China is clamping down even more now on social media, stopping people spreading ideas. At the same time, Chinese authorities are using it to enforce control over the public. The Great Firewall of Chinas has blocked sites like Facebook, YouTube and Twitter. But social media is important in a place like China where there are no general elections or free press, and where extrajudicial detentions and police brutality are widespread
The Financial Times reports that heavy users of Sina Weibo, the country's leading Twitter substitute, says that the microblog has become less vibrant with new controls introduced over the last few months restricting what people can say. And as reported here, Chinese authorities have shut down 206 microblogs for carrying pornographic and "vulgar" content. Whatever that might mean, they haven't detailed exactly what crimes were being perpetrated.
At the same time, Chinese police are starting to use Twitter. Cops in China are tweeting about how they are protecting the public and keeping the peace, all part of official policy.

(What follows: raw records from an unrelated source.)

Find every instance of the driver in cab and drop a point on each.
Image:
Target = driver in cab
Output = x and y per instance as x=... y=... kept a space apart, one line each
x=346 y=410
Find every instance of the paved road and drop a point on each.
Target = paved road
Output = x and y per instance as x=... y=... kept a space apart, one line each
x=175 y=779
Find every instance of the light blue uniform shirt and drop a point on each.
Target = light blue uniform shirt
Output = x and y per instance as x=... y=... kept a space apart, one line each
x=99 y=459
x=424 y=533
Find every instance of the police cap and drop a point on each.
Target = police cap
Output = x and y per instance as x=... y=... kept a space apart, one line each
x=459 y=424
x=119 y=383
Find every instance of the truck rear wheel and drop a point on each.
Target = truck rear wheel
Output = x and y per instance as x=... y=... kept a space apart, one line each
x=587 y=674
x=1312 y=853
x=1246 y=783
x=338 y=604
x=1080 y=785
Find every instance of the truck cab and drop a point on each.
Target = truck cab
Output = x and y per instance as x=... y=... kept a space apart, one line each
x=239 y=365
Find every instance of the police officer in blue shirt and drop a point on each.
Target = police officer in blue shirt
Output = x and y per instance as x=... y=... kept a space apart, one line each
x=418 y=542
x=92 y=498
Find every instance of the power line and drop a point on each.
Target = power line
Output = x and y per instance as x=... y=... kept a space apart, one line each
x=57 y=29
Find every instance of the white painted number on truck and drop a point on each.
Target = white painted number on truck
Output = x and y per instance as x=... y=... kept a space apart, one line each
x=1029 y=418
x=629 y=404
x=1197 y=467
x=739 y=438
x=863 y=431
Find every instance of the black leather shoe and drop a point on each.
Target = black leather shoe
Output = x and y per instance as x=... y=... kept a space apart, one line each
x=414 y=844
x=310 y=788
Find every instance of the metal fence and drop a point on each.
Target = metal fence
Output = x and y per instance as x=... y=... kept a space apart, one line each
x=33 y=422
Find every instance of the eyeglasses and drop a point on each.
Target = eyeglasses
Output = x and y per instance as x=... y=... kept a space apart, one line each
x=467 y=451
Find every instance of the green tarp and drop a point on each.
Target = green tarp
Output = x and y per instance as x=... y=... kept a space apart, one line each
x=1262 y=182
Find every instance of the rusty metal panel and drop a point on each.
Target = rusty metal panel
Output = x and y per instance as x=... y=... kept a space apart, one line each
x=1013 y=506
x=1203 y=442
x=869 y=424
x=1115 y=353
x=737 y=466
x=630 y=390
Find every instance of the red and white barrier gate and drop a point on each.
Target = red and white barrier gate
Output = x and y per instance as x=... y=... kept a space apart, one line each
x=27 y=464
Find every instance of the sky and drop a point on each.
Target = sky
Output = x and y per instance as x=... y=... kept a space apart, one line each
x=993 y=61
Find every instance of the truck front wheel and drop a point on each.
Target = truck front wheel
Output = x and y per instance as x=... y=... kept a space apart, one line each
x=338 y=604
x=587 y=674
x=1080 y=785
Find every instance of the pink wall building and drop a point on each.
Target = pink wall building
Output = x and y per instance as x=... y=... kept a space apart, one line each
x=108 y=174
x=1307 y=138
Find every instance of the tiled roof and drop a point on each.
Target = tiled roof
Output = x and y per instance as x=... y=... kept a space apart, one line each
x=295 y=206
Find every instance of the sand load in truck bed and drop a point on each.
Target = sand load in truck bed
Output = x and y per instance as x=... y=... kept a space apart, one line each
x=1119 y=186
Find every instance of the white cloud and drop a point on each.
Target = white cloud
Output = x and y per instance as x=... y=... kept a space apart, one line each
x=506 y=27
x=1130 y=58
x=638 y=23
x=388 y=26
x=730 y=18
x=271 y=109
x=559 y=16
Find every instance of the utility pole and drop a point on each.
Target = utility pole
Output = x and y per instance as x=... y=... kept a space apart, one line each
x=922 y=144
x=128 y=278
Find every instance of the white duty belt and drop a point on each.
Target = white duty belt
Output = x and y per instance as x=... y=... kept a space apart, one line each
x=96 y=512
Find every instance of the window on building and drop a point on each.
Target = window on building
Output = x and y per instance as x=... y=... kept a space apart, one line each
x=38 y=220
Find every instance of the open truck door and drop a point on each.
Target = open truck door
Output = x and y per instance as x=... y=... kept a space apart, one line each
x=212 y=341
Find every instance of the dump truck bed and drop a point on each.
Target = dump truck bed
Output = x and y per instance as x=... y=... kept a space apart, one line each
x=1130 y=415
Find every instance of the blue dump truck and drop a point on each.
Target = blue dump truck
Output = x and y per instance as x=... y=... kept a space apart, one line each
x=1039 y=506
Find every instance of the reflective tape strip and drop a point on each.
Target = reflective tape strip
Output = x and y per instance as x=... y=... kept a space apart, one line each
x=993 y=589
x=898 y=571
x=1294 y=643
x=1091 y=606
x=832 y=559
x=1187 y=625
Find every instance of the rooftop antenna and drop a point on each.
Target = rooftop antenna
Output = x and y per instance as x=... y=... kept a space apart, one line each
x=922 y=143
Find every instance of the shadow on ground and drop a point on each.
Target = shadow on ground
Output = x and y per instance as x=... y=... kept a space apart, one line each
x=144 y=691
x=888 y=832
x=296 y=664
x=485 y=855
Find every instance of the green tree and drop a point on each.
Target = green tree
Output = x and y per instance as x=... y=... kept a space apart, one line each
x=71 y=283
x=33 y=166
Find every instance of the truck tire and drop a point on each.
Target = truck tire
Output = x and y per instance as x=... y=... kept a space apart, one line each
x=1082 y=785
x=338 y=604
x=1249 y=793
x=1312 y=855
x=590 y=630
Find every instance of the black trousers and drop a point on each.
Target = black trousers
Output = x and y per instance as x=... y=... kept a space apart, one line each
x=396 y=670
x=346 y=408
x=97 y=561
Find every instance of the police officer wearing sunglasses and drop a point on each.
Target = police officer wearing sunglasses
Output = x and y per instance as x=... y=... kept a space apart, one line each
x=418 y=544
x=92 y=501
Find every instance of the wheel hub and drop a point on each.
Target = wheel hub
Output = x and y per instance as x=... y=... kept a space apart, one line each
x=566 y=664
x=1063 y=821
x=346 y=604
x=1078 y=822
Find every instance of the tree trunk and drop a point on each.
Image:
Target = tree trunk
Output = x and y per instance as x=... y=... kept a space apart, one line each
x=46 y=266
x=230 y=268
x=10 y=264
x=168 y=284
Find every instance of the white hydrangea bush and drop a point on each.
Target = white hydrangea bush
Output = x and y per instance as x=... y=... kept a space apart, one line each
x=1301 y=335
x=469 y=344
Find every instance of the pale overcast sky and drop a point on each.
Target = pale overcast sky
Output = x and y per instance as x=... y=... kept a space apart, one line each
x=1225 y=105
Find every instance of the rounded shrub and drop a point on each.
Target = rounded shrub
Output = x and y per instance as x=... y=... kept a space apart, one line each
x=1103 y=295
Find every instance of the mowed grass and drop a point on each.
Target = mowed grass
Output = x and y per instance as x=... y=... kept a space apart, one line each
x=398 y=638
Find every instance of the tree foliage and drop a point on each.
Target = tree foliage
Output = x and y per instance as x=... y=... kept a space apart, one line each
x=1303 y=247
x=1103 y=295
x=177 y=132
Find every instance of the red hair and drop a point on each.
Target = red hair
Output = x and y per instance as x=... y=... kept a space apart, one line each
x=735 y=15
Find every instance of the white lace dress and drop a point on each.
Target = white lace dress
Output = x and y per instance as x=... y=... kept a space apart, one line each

But Chinese authorities have a problem, social media in China is more popular than it in the US and other developed countries. Mashable reports that of the country's half billion Internet users, half of them are on multiple social networks and 30 per cent log into at least one network each day. Chinese citizens spend an average of 2.7 hours online per day – second to only the Japanese. Chinese love social networking because of factors like long distance migration away from families for work, single child families leaving children who yearn for social interactions at home, the prevalence of affordable Internet and the widespread mistrust of the government-controlled media.
They won't be able to control it, and that could destabilise the world's powerhouse economy.